The P300 is a positive-going waveform, occuring about 300 ms poststimulus, that is hypothesized to reflect memory updating, especially that dealing with language processing. Present in ERP recordings wherein the participant updates previously formed memories, it is said to reflect whether relatively short-term memory systems are intact.

The P300 is highly manipulatable: It is significantly affected, in terms of latency and amplitude, by the current arousal levels and biological cycles of the subject being tested.
P300 is an event-related potential that occurs upon recognition of a given stimulus in a series being unlike the previous stimuli, referred to as an oddball stimulus in the literature. They are important in the study of attention, as they occur when the attended part of reality changes, replacing boredom (or at least inhibited response) with interest in the new stimulus. P300 waves have been understood in electrophysiology to mean that the subject is able to consciously identify and categorize a stimulus, and represent the subject updating his working memory with the new information. For instance, if a subject has been listening to trombone noises and a flute tone is played, a P300 wave will appear 300 ms later on the EEG machine.
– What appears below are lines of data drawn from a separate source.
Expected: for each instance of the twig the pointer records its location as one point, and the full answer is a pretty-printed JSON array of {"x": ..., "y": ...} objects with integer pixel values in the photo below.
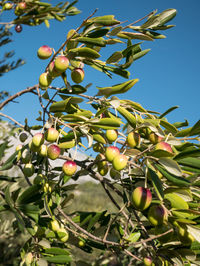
[
  {"x": 12, "y": 119},
  {"x": 130, "y": 254},
  {"x": 74, "y": 33},
  {"x": 86, "y": 232},
  {"x": 135, "y": 22},
  {"x": 11, "y": 98}
]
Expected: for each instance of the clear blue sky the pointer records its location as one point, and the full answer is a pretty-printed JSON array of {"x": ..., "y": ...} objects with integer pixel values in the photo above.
[{"x": 169, "y": 74}]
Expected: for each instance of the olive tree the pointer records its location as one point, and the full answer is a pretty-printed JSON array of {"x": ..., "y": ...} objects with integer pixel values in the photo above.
[{"x": 147, "y": 167}]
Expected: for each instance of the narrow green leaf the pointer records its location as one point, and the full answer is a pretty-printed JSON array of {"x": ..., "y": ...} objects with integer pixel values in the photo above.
[
  {"x": 127, "y": 115},
  {"x": 189, "y": 161},
  {"x": 133, "y": 237},
  {"x": 134, "y": 35},
  {"x": 98, "y": 33},
  {"x": 93, "y": 41},
  {"x": 117, "y": 89},
  {"x": 140, "y": 54},
  {"x": 58, "y": 259},
  {"x": 9, "y": 162},
  {"x": 107, "y": 20},
  {"x": 57, "y": 251},
  {"x": 177, "y": 180},
  {"x": 195, "y": 130},
  {"x": 84, "y": 52},
  {"x": 3, "y": 147},
  {"x": 168, "y": 111},
  {"x": 188, "y": 153},
  {"x": 59, "y": 106},
  {"x": 169, "y": 127},
  {"x": 176, "y": 201},
  {"x": 106, "y": 123},
  {"x": 115, "y": 31},
  {"x": 157, "y": 183}
]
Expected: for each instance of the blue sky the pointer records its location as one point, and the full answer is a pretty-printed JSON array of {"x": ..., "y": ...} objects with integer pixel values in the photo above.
[{"x": 169, "y": 74}]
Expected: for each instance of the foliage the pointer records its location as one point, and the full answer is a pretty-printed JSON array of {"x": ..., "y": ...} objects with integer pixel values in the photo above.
[{"x": 148, "y": 152}]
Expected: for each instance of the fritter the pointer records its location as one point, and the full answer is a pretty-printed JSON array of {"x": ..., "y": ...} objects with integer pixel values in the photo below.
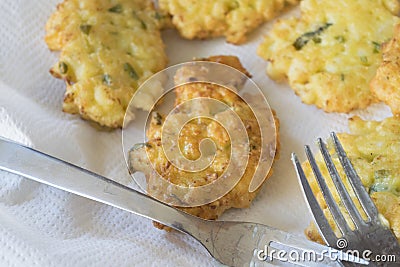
[
  {"x": 330, "y": 54},
  {"x": 386, "y": 83},
  {"x": 108, "y": 48},
  {"x": 232, "y": 19},
  {"x": 373, "y": 148},
  {"x": 189, "y": 140}
]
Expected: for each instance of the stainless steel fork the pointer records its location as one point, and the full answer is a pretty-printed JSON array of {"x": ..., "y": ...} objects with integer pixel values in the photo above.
[
  {"x": 370, "y": 236},
  {"x": 231, "y": 243}
]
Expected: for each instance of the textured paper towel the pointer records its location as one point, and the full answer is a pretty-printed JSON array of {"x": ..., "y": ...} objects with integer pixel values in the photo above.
[{"x": 43, "y": 226}]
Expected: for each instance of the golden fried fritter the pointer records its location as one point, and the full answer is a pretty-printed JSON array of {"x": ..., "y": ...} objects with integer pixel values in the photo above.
[
  {"x": 373, "y": 148},
  {"x": 330, "y": 54},
  {"x": 108, "y": 48},
  {"x": 232, "y": 19},
  {"x": 190, "y": 137},
  {"x": 189, "y": 140},
  {"x": 386, "y": 83}
]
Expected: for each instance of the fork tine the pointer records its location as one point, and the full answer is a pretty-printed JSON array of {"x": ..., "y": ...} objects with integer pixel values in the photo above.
[
  {"x": 330, "y": 201},
  {"x": 355, "y": 181},
  {"x": 319, "y": 217},
  {"x": 341, "y": 189}
]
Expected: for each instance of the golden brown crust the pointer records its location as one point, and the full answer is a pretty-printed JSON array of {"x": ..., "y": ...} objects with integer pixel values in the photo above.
[
  {"x": 189, "y": 139},
  {"x": 232, "y": 19},
  {"x": 329, "y": 55},
  {"x": 108, "y": 49},
  {"x": 386, "y": 83}
]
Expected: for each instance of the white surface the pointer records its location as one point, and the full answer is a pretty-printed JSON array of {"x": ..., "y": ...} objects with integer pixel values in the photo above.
[{"x": 43, "y": 226}]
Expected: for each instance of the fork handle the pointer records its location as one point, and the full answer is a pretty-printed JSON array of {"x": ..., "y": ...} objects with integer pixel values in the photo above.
[{"x": 43, "y": 168}]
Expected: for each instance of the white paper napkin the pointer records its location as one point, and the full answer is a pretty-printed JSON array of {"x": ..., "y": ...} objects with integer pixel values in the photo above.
[{"x": 43, "y": 226}]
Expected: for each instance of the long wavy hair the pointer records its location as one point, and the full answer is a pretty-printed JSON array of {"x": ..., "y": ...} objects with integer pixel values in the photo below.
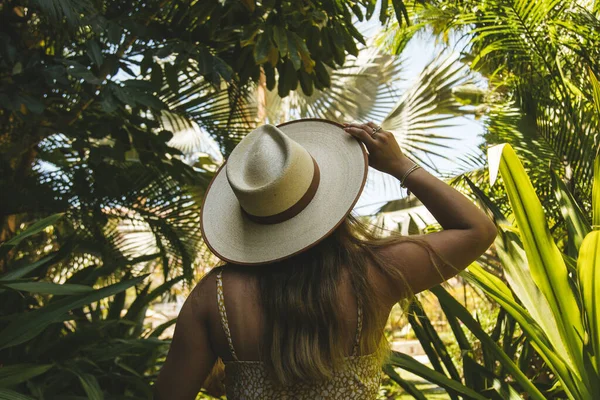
[{"x": 306, "y": 337}]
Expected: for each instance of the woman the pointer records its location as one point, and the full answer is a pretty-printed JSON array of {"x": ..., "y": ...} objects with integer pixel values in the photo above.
[{"x": 298, "y": 309}]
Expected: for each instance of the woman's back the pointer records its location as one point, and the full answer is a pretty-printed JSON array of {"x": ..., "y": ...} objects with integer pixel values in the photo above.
[
  {"x": 299, "y": 268},
  {"x": 238, "y": 332},
  {"x": 246, "y": 316}
]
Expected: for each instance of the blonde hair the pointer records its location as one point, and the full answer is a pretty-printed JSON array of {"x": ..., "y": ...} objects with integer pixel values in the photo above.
[{"x": 306, "y": 337}]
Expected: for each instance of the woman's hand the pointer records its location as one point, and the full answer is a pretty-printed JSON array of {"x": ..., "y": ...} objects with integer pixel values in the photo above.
[{"x": 385, "y": 154}]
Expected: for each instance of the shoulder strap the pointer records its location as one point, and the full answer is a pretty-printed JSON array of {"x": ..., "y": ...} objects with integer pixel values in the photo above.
[
  {"x": 223, "y": 313},
  {"x": 358, "y": 328}
]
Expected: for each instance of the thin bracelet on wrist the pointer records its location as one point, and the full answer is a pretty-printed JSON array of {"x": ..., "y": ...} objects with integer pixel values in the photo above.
[{"x": 407, "y": 173}]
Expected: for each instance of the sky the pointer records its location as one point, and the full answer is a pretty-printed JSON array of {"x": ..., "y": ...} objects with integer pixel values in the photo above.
[{"x": 421, "y": 50}]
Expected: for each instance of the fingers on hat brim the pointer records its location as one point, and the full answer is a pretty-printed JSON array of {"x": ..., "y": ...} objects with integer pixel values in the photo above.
[{"x": 360, "y": 134}]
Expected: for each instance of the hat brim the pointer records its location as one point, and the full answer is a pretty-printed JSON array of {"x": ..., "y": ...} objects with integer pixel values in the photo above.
[{"x": 343, "y": 166}]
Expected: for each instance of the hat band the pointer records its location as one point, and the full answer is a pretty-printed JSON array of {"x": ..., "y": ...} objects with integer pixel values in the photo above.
[{"x": 295, "y": 208}]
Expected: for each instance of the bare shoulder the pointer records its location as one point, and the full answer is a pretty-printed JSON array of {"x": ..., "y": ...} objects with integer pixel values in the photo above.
[{"x": 203, "y": 297}]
Amplitude of the measured P300 wave is inversely related to the probability of the oddball stimulus. That is, the less frequent the oddball is, the more visible the P300 spike will be. Interestingly, a small P300 will appear for both categories of stimulus when they are presented at nearly the same frequency, and will be slightly larger for the slightly less frequent category. For instance, when asked to press one button if the presented letter is a vowel, and another if it's a consonant, there will be a P300 wave for both, and it will be higher for whichever letter type is less common.

P300 waves are present in people with most varieties of mental retardation, suggesting that their working memory is being updated in the same way as everybody else's. Psychotropic drugs, however, do have an effect on P300 -- Prozac attenuates it somewhat with even a single dose, and does so dramatically with repeated administration, though this hasn't been shown to have any clinical ramifications.

An event-related potential initially evoked by presenting a sequence of similar tones followed by an odd-ball tone. Interesting applications have been developed by a group of neurophysiologists in the American midwest.

Lie detection is traditionally done by measuring heart rate, skin conductance, and rate of breathing. These measures are sensitive to individual health issues. An example is the case of Los Alamos Laboratories, where federal investigators demanded that top nuclear physicists turn over lists of medication to polygraph operators.

The P300 event-related potential can be used to determine concealed knowledge that only a criminal would know. By placing details of the crime(s) randomly among a list of non-relevant items, one can distinguish criminal from citizen. If an individual recognizes a detail of the crime, they produce both a P300 event-related potential and are also guilty of, or at least familiar with, the crime.

A second application of P300 recognition waveforms is the diagnosis of Alzheimer's Disease. Dr. John Polich and several others have shown that as Alzheimer's progresses, P300 amplitude decreases and latency increases. While individual differences in neuromechanics prevent this from being a perfect diagnosis of the disease's progress, it can assist doctors in charting an individual's decline.